Ross kam 1993 nach Berlin, zufällig nach Prenzlauer Berg, weil ein Freund dort etwas frei hatte. Er merkte schnell, dass er in einer besonderen Gegend gelandet war. Die Leute wohnten hier nicht nur, sie lebten mit dem Stadtteil, fühlten eine Gemeinschaft. Daraus entstand damals die Initiative „Leute am Teute“, die bis heute versucht, die Reste des Gemeinsamen zu retten. Sieben Jahre lebte der Brite Alex Ross in der Gegend, und er arbeitete wirlich als Verkäufer in dem Späti in der Choriner Straße 12. Dessen Geschäftsführer, den er im Film spielt, war er nicht. „Bloß nicht!“, sagt er heute und lacht über die Vermutung.

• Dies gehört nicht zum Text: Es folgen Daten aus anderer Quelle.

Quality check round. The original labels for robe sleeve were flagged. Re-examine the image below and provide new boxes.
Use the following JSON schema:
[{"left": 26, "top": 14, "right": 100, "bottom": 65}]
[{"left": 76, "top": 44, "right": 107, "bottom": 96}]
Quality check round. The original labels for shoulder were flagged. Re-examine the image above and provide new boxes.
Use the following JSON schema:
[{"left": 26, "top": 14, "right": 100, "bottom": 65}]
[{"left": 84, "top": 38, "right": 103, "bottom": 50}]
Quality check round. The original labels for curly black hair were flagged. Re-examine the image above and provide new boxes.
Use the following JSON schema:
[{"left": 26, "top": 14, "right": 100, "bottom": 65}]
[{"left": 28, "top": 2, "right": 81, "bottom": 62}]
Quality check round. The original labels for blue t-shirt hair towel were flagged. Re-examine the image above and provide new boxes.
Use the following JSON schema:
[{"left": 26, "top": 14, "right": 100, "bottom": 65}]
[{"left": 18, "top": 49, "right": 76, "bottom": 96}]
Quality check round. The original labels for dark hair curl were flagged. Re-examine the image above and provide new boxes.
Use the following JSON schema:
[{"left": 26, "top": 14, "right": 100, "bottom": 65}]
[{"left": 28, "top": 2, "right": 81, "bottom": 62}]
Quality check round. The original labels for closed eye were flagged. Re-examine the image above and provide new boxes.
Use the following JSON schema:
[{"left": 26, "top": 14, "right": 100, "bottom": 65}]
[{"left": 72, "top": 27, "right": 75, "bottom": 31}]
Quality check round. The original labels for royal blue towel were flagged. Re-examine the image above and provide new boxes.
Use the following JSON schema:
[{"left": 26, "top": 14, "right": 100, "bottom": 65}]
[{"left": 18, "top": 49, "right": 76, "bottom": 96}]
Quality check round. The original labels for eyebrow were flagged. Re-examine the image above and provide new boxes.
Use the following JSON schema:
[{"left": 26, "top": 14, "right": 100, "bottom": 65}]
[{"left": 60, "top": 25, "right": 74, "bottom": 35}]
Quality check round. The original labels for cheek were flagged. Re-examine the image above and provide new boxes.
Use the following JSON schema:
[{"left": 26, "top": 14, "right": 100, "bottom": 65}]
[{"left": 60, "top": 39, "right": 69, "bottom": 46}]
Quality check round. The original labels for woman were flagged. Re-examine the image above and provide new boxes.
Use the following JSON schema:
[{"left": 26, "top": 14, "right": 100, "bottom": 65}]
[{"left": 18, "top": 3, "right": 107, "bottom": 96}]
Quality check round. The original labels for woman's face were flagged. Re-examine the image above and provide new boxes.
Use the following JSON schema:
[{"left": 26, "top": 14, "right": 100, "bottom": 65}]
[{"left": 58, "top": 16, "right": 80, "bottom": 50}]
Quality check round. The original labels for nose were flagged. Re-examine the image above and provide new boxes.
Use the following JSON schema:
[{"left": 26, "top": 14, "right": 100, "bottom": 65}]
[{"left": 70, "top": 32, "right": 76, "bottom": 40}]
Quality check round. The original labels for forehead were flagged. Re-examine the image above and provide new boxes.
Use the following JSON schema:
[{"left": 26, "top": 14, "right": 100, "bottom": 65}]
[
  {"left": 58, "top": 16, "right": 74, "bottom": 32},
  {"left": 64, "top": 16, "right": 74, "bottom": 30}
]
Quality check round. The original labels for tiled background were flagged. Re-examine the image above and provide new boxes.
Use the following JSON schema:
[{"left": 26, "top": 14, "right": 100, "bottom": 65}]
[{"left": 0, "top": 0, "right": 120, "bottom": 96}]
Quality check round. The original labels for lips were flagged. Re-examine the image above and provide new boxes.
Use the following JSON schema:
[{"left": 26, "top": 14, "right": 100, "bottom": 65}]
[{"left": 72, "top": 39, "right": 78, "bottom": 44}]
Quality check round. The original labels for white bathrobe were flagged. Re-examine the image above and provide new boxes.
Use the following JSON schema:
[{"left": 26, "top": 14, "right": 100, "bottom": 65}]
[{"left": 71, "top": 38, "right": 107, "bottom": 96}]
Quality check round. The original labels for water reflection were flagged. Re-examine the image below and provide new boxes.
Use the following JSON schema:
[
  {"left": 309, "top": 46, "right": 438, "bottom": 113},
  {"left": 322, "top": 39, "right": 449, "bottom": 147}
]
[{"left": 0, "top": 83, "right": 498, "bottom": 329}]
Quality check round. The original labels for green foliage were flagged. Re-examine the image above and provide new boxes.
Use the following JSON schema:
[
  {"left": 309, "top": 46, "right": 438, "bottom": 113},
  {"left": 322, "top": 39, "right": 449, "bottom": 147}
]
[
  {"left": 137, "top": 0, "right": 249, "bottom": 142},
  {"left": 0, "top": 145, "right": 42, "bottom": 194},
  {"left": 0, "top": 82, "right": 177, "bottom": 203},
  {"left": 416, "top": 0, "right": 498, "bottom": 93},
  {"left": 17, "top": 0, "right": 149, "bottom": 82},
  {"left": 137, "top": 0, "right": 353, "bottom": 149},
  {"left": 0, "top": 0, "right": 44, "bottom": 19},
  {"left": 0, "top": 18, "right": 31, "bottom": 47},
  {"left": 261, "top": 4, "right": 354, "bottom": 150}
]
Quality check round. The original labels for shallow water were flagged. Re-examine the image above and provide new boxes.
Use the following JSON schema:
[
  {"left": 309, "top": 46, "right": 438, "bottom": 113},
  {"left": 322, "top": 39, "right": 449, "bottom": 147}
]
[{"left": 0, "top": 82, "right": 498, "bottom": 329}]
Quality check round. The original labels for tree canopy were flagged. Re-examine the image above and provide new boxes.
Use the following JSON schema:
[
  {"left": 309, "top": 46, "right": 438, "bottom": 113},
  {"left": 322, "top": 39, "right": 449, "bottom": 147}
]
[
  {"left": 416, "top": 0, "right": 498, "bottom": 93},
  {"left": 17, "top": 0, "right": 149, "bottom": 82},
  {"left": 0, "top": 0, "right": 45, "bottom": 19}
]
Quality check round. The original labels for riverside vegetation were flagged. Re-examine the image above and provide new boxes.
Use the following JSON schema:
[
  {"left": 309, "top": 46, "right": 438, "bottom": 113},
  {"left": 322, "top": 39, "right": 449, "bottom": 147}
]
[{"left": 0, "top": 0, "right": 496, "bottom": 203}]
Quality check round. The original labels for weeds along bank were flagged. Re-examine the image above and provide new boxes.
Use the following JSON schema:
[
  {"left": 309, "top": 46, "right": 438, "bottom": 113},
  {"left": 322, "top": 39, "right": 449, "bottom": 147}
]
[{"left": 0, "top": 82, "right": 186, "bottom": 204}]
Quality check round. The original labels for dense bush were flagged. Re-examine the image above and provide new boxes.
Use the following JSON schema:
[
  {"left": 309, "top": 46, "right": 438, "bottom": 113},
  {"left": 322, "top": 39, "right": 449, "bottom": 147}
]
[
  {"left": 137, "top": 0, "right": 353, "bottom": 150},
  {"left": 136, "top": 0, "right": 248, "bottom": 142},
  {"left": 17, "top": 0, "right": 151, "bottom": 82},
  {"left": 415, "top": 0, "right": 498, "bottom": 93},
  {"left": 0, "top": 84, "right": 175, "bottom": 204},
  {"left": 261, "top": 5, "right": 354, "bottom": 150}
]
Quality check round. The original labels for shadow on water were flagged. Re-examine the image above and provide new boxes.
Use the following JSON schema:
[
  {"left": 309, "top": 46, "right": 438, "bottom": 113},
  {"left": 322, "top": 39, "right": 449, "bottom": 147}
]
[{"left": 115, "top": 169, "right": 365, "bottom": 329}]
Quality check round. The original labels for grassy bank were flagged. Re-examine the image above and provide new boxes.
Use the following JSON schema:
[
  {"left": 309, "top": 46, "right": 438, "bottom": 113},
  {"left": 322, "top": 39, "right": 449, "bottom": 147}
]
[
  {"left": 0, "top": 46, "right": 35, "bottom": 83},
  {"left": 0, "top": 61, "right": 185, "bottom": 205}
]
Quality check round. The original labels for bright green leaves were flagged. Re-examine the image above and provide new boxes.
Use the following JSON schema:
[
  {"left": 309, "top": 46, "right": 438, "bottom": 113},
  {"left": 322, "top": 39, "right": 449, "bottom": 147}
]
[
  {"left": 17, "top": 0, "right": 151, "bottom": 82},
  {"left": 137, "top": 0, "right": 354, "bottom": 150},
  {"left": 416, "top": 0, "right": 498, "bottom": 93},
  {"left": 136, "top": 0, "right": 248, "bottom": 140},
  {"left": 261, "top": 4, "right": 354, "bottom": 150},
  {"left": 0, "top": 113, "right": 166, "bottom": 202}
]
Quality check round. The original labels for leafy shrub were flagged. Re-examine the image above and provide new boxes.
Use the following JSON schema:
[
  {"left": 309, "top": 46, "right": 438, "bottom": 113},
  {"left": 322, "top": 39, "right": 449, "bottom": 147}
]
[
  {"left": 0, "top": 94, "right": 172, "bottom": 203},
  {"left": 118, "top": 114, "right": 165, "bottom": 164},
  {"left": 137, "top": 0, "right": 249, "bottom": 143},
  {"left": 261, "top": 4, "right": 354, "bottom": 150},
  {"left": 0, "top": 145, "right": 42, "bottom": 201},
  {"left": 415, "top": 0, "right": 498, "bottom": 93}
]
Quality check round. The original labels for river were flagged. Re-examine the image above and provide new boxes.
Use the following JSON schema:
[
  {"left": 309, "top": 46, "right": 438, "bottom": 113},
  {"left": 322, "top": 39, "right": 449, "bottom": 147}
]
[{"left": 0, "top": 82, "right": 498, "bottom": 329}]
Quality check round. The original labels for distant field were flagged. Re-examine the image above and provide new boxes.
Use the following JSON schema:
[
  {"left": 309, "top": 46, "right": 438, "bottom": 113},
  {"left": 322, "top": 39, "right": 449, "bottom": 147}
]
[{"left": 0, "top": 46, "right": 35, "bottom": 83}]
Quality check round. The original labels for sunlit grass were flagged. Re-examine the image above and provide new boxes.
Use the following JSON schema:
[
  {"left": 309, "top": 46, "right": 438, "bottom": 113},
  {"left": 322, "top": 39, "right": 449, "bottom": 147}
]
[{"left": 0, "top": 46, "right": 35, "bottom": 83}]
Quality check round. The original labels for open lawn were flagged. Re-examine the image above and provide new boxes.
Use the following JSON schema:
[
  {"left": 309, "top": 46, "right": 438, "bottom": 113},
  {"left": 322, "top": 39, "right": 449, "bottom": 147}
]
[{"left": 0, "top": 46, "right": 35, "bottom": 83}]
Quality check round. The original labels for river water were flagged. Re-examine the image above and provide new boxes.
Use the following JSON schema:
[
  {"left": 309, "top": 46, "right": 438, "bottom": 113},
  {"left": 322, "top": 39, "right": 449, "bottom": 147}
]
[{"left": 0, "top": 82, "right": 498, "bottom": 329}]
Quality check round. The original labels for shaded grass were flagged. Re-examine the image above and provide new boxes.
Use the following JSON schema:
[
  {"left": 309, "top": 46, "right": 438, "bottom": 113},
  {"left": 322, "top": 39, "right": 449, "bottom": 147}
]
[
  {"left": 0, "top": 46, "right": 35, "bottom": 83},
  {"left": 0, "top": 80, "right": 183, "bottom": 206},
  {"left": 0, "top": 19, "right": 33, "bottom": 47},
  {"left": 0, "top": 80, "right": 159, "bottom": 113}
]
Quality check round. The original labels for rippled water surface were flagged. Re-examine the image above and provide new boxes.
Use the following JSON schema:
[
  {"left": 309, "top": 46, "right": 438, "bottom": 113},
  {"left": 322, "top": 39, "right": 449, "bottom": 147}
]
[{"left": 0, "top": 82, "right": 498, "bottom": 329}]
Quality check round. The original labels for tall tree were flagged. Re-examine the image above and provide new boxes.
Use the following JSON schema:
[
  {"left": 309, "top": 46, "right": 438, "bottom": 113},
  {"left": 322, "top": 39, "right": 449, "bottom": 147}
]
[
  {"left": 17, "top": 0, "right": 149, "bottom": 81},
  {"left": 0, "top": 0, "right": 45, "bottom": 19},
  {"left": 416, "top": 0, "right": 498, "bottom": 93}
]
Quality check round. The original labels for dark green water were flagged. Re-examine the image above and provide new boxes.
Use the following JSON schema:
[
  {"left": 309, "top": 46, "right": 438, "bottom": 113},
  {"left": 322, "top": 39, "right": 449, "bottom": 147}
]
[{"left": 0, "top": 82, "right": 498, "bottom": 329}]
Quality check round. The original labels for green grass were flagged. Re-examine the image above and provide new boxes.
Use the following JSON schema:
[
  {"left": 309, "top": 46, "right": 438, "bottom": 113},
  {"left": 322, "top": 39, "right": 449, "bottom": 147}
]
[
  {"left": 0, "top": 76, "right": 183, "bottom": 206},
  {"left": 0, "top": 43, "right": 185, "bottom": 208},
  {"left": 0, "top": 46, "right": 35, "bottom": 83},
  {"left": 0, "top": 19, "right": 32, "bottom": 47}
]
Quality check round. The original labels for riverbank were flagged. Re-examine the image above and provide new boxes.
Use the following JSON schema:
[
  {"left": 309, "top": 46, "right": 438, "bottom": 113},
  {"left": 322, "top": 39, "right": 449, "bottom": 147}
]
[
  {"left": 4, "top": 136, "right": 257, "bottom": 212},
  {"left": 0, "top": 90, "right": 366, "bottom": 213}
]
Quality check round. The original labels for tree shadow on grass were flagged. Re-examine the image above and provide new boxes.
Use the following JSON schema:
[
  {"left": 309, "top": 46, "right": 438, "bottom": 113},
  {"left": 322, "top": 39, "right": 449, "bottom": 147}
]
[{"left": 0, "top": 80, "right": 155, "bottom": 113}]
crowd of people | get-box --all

Auch wenn die immer wieder an ihn herangetragen wird. Er ist Filmemacher, er beobachtet.

Und Alex Ross ärgert sich inzwischen. Vor zehn Jahren musste er Prenzlauer Berg verlassen. Das Haus, in dem er wohnte, wurde verkauft, der neue Vermieter war immer sehr freundlich, und plötzlich kam die Klage wegen Eigenbedarfs auf den Tisch. Ross ist dann weggezogen, weit weg, in die Nähe der Boddinstraße, in den Schillerkiez, damals eine lebendige, aber aus Sicht jedes Investors ganz trübe Gegend, angrenzend an den mächtigen Zaun des Flughafens Tempelhof.  Nun ist Tempelhof offen und Neukölln Szenebrennpunkt, und plötzlich soll die Gegend zum Luxusquartier werden, mit einem Park direkt vor der Nase. Die Kaltmieten haben sich verdoppelt. Für Ross beginnt das Spiel von vorn. Er macht das beste draus und plant einen neuen Dokumentarfilm, diesmal über den Schillerkiez in Neukölln. „Was passiert mit den Alteingesessenen, die seit manchmal 40 Jahren da wohnen, frage ich mich, das will ich untersuchen.“

Der Späti in der Choriner ist heute übrigens eher ein Café als ein Laden. Anders ging es wohl nicht weiter.

„Tom Atkins Blues“ kann man bei absolutondemand.de für 5 Euro downloaden oder in der Videothek Negativeland, Danziger Straße 41, ausleihen.